Grant McCracken explains why revelations of faults and gaffes not only don’t cost Donald Trump any support, they often increase his appeal to voters:
The answer, I think, is that his supporters don’t want a president. They want a fireship.
Fireships were instruments of destruction when the world was ruled by wooden ships. The idea was to pack a ship with flammables, set it ablaze, and send it in the direction of enemy ships in the hope that it would set these enemy ships ablaze. Fireships helped defeat the Spanish armada gathered in the English Channel.

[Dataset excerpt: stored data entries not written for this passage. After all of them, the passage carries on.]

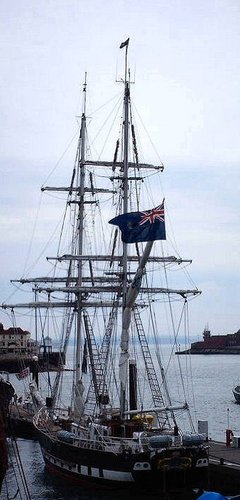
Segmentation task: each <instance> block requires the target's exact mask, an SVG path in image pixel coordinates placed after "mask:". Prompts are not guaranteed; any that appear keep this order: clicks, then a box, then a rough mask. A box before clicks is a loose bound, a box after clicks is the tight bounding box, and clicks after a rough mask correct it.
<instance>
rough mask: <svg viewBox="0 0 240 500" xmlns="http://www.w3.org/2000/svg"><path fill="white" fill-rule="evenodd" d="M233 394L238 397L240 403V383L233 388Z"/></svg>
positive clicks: (233, 394) (234, 395) (238, 402)
mask: <svg viewBox="0 0 240 500" xmlns="http://www.w3.org/2000/svg"><path fill="white" fill-rule="evenodd" d="M233 395H234V397H235V399H236V403H240V385H237V386H236V387H234V389H233Z"/></svg>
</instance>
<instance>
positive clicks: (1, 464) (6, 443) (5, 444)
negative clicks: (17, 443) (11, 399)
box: [0, 373, 14, 494]
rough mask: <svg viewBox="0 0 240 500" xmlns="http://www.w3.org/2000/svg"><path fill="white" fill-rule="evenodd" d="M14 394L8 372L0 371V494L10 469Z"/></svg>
mask: <svg viewBox="0 0 240 500" xmlns="http://www.w3.org/2000/svg"><path fill="white" fill-rule="evenodd" d="M13 395H14V388H13V386H12V384H11V383H10V382H9V376H8V374H7V373H6V374H5V373H0V494H1V489H2V483H3V480H4V477H5V474H6V472H7V469H8V446H7V422H8V416H9V405H10V401H11V399H12V398H13Z"/></svg>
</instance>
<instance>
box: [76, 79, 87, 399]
mask: <svg viewBox="0 0 240 500" xmlns="http://www.w3.org/2000/svg"><path fill="white" fill-rule="evenodd" d="M86 87H87V82H86V73H85V81H84V84H83V111H82V116H81V127H80V137H79V151H78V171H79V201H78V203H79V205H78V207H79V208H78V217H77V234H78V248H77V253H78V255H82V254H83V218H84V190H85V159H86V158H85V156H86ZM82 270H83V262H82V261H81V260H79V261H78V267H77V287H78V288H79V292H78V295H77V325H76V328H77V335H76V337H77V338H76V359H75V365H76V366H75V368H76V372H75V388H76V393H77V392H78V391H77V387H78V383H79V381H80V372H81V370H80V357H81V345H82V312H83V310H82V296H81V295H82V294H81V291H80V287H81V286H82V277H83V276H82ZM76 395H77V394H76Z"/></svg>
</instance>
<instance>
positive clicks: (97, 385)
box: [4, 39, 208, 492]
mask: <svg viewBox="0 0 240 500" xmlns="http://www.w3.org/2000/svg"><path fill="white" fill-rule="evenodd" d="M128 46H129V39H128V40H126V41H125V42H123V43H122V44H121V46H120V48H121V49H123V51H122V52H123V53H124V77H123V78H122V79H121V84H122V87H121V88H123V92H121V96H120V97H121V104H120V101H119V97H118V102H117V105H115V108H114V112H113V114H111V115H110V121H111V123H113V116H115V115H116V119H117V117H118V116H119V114H120V126H119V124H118V125H117V126H115V128H114V133H116V134H117V135H116V142H115V145H114V146H113V147H112V159H110V160H109V159H105V158H104V159H102V156H103V155H102V156H101V155H100V154H99V155H98V156H97V158H92V156H91V154H92V151H93V149H94V148H93V147H92V143H91V140H90V133H89V119H88V114H87V80H86V78H85V81H84V84H83V109H82V114H81V119H80V124H79V140H78V145H77V153H76V157H75V163H74V167H73V172H72V174H71V175H70V181H69V183H66V185H65V186H62V187H50V186H44V187H43V188H42V190H43V191H44V192H55V193H58V194H59V195H60V194H61V195H64V197H65V202H66V211H64V217H63V225H62V228H61V235H60V241H59V244H58V250H57V254H56V255H55V256H50V257H48V261H49V262H50V264H51V269H52V271H53V273H52V275H50V274H48V275H45V277H36V278H30V277H28V278H26V279H25V280H23V279H21V283H23V282H24V283H25V284H26V283H28V284H31V286H32V287H33V289H34V293H35V300H34V301H33V302H30V303H27V304H23V303H18V304H4V307H5V308H11V309H13V310H15V309H17V308H30V309H31V310H32V311H34V312H35V313H36V317H37V312H38V311H45V314H46V315H47V314H48V315H49V316H50V314H53V315H54V313H55V314H56V315H55V323H57V324H58V325H59V329H60V331H61V347H60V348H61V350H62V349H63V351H64V352H65V353H67V352H69V349H70V350H71V348H72V345H70V340H71V339H74V356H73V361H72V362H73V375H74V376H73V381H72V388H71V389H68V388H67V387H68V386H67V383H68V382H69V379H70V375H71V373H70V372H67V378H68V380H64V379H63V377H64V376H66V372H63V371H59V373H57V376H56V379H55V381H54V383H53V384H52V388H51V395H50V396H49V397H47V399H46V405H45V406H43V407H42V408H41V409H40V410H39V411H38V412H37V414H36V415H35V417H34V425H35V427H36V429H37V431H38V435H39V440H40V445H41V448H42V453H43V457H44V460H45V463H46V466H47V468H48V469H49V470H50V471H51V472H52V473H53V474H59V473H61V474H62V475H64V476H65V477H66V478H68V479H69V480H70V481H71V480H79V481H84V482H85V483H86V481H87V482H90V483H91V482H92V483H98V485H103V486H106V485H111V486H114V485H115V486H117V487H120V486H121V485H122V486H124V487H126V486H134V485H140V486H141V487H142V486H144V487H147V488H149V489H154V490H157V491H159V492H160V491H167V490H171V489H172V488H174V489H175V488H190V487H192V486H193V487H200V486H203V485H204V484H205V481H206V477H207V471H208V449H207V446H206V442H205V438H204V436H203V435H201V434H199V433H198V432H196V431H195V427H194V423H193V420H192V418H191V414H190V409H189V404H188V402H187V400H186V396H185V395H186V392H185V391H184V377H183V376H182V372H181V365H180V363H179V361H180V359H179V358H176V357H175V356H174V346H176V345H177V344H176V342H177V335H178V331H179V329H180V325H181V326H182V325H186V324H187V322H186V321H185V320H184V317H185V314H188V298H189V297H191V298H193V297H195V296H197V295H198V294H199V293H200V292H199V290H198V289H197V288H191V287H190V288H188V287H186V288H179V287H175V288H174V287H171V286H169V283H170V282H169V281H168V277H167V275H168V271H169V270H170V271H171V270H172V269H173V268H174V266H176V267H177V269H178V270H179V269H180V268H181V267H183V268H185V267H186V265H187V264H188V263H189V262H190V261H189V260H188V259H185V260H184V259H181V258H179V257H175V256H173V255H171V254H170V255H169V254H168V253H167V236H166V233H167V231H166V229H165V200H164V197H162V196H161V198H160V192H161V190H160V189H159V185H158V183H159V178H160V177H161V174H162V171H163V170H164V166H163V164H162V163H161V162H159V165H156V166H155V165H153V164H152V163H146V162H145V161H142V160H141V155H140V153H139V148H138V142H137V135H138V134H137V129H136V127H135V122H134V107H133V105H132V102H131V96H130V88H131V77H130V71H129V69H128ZM118 123H119V122H118ZM108 135H109V134H108ZM104 145H105V142H104V141H103V140H102V150H103V151H104V147H103V146H104ZM68 211H69V216H70V219H68V218H67V212H68ZM69 220H70V222H69ZM64 228H66V232H64ZM184 276H185V274H184ZM175 305H176V306H177V308H178V309H179V314H180V320H179V322H177V323H176V324H175V320H174V315H175V313H174V306H175ZM166 310H167V313H169V315H170V318H171V319H170V323H171V322H172V326H173V336H172V337H171V341H172V346H171V349H170V351H169V352H168V355H167V359H166V358H165V357H164V356H163V355H162V353H161V348H160V343H161V340H160V339H161V335H164V334H165V328H167V327H166V324H167V323H165V322H164V321H163V316H164V311H166ZM60 311H62V312H61V313H60ZM185 318H186V317H185ZM60 320H61V321H60ZM66 356H68V355H67V354H66ZM164 361H165V362H166V363H165V364H164ZM176 361H177V363H176ZM171 362H173V363H175V367H176V368H177V370H178V371H179V375H178V376H176V375H175V372H174V379H172V387H170V386H169V383H168V373H169V371H170V368H169V366H170V363H171ZM173 380H174V382H173ZM171 389H174V394H173V395H172V394H171ZM180 393H181V395H182V399H180Z"/></svg>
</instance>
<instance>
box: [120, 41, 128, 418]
mask: <svg viewBox="0 0 240 500" xmlns="http://www.w3.org/2000/svg"><path fill="white" fill-rule="evenodd" d="M128 41H129V40H128ZM128 41H127V43H126V48H125V75H124V118H123V203H122V207H123V213H127V212H128V147H129V104H130V80H129V78H128ZM127 258H128V249H127V243H123V314H122V335H121V344H120V347H121V353H120V359H119V378H120V414H121V416H122V417H123V415H124V412H125V405H126V385H127V370H128V358H129V353H128V342H129V340H128V329H129V324H130V318H129V319H128V316H129V315H128V308H127V303H126V300H127Z"/></svg>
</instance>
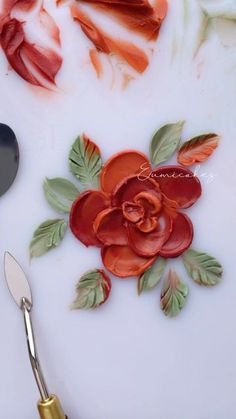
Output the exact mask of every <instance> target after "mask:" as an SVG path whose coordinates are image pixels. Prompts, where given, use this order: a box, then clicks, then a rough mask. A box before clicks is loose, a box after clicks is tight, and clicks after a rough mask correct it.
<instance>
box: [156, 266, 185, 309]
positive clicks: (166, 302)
mask: <svg viewBox="0 0 236 419" xmlns="http://www.w3.org/2000/svg"><path fill="white" fill-rule="evenodd" d="M187 295H188V286H187V285H186V284H184V283H183V282H182V281H181V280H180V278H179V277H178V275H177V273H176V272H175V271H174V270H172V269H171V270H170V271H169V275H168V278H167V279H166V280H165V282H164V285H163V288H162V291H161V309H162V311H163V312H164V314H165V315H166V316H169V317H175V316H177V315H178V314H179V313H180V311H181V310H182V308H183V307H184V306H185V303H186V298H187Z"/></svg>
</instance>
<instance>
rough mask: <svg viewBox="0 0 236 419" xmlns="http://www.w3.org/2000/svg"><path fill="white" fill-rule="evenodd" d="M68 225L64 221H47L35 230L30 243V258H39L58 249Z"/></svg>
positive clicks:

Donald Trump promises to make a very good fireship. He lacks the subtlety, intelligence, breadth, and leadership we look for in a candidate. And that’s precisely what makes him such an effective instrument of political disruption.
Reckless, boorish, self centered? Perfect. Trump’s flaws make him a unassimilable. Washington is its own empire with formidable powers of hegemony. Many reformers go to Washington. Virtually all are claimed, colonized, incorporated. The Trumpians believes they have found a candidate so full of himself not even the Borg can absorb him. (If you can’t have incorruptible, unassimilable will have to do.)

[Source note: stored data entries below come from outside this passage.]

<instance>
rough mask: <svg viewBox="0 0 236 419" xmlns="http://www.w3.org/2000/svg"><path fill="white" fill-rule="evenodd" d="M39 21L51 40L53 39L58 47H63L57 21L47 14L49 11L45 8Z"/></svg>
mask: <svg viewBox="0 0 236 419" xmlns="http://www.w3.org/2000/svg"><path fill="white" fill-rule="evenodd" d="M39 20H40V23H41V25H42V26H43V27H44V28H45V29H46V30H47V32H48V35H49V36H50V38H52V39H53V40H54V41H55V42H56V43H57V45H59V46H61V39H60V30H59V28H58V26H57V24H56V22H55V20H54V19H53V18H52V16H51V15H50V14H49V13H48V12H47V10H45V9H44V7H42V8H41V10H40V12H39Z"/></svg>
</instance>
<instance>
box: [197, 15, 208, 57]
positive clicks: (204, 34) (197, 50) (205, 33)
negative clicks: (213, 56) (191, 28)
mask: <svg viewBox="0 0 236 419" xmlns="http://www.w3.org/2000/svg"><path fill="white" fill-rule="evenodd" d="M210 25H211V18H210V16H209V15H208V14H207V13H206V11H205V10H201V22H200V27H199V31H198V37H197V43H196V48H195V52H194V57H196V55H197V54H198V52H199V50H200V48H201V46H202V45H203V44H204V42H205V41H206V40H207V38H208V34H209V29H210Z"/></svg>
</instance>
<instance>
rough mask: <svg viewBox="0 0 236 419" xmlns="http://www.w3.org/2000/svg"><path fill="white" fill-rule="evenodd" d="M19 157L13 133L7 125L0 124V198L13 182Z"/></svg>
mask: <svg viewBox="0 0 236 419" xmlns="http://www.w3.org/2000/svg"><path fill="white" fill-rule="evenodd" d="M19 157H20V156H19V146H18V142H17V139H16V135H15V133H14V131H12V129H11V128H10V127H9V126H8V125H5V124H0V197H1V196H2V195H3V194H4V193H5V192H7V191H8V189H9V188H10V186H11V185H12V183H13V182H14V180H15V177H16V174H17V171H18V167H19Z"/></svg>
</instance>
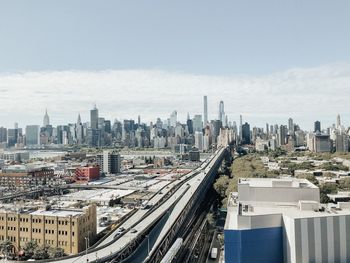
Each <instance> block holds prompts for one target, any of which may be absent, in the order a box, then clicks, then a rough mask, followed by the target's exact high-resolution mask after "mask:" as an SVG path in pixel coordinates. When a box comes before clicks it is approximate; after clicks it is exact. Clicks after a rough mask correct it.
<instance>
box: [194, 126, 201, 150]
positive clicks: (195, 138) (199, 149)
mask: <svg viewBox="0 0 350 263" xmlns="http://www.w3.org/2000/svg"><path fill="white" fill-rule="evenodd" d="M194 142H195V147H196V148H197V149H198V150H199V151H203V132H199V131H196V132H195V134H194Z"/></svg>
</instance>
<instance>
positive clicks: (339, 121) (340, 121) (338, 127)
mask: <svg viewBox="0 0 350 263" xmlns="http://www.w3.org/2000/svg"><path fill="white" fill-rule="evenodd" d="M340 126H341V121H340V115H339V114H338V116H337V129H339V128H340Z"/></svg>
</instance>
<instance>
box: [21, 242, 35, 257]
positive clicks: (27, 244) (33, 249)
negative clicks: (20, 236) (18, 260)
mask: <svg viewBox="0 0 350 263" xmlns="http://www.w3.org/2000/svg"><path fill="white" fill-rule="evenodd" d="M37 248H38V244H37V243H36V242H35V241H33V240H31V241H29V242H27V243H26V244H25V246H24V248H23V251H24V255H25V257H26V258H32V257H33V255H34V253H35V251H36V249H37Z"/></svg>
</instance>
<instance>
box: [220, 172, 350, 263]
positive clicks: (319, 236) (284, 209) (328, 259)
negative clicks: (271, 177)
mask: <svg viewBox="0 0 350 263" xmlns="http://www.w3.org/2000/svg"><path fill="white" fill-rule="evenodd" d="M224 238H225V262H226V263H231V262H235V263H236V262H276V263H278V262H288V263H289V262H291V263H299V262H350V203H346V202H343V203H341V202H340V203H338V204H336V205H335V204H328V205H324V204H320V203H319V189H318V187H316V186H315V185H313V184H312V183H310V182H309V181H307V180H305V179H294V178H292V179H290V178H288V179H268V178H251V179H241V180H240V181H239V183H238V194H237V193H235V194H232V196H231V198H230V200H229V203H228V214H227V218H226V223H225V230H224Z"/></svg>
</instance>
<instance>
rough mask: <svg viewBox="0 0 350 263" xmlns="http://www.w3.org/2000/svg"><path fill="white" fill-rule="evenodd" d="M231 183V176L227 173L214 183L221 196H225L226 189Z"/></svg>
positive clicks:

But that’s just Step 1 of the Trump disruption, the passive play. Step 2, the active play, is a candidate who thinks he’s smarter than the system. Most Trumpians know that Trump isn’t smarter than the system. They just want him to act as if he is. That guarantees the destructive chaos they’re hoping for. I don’t think anyone doubts that Trump is a bully and a blow hard. They just want him to knock lots of things down when he throws his weight around. (If you can’t have cunning, clumsy will have to do.)
Trumpians don’t want a candidate. They want an agent of chaos. They don’t want to reform Washington. They want to burn it down.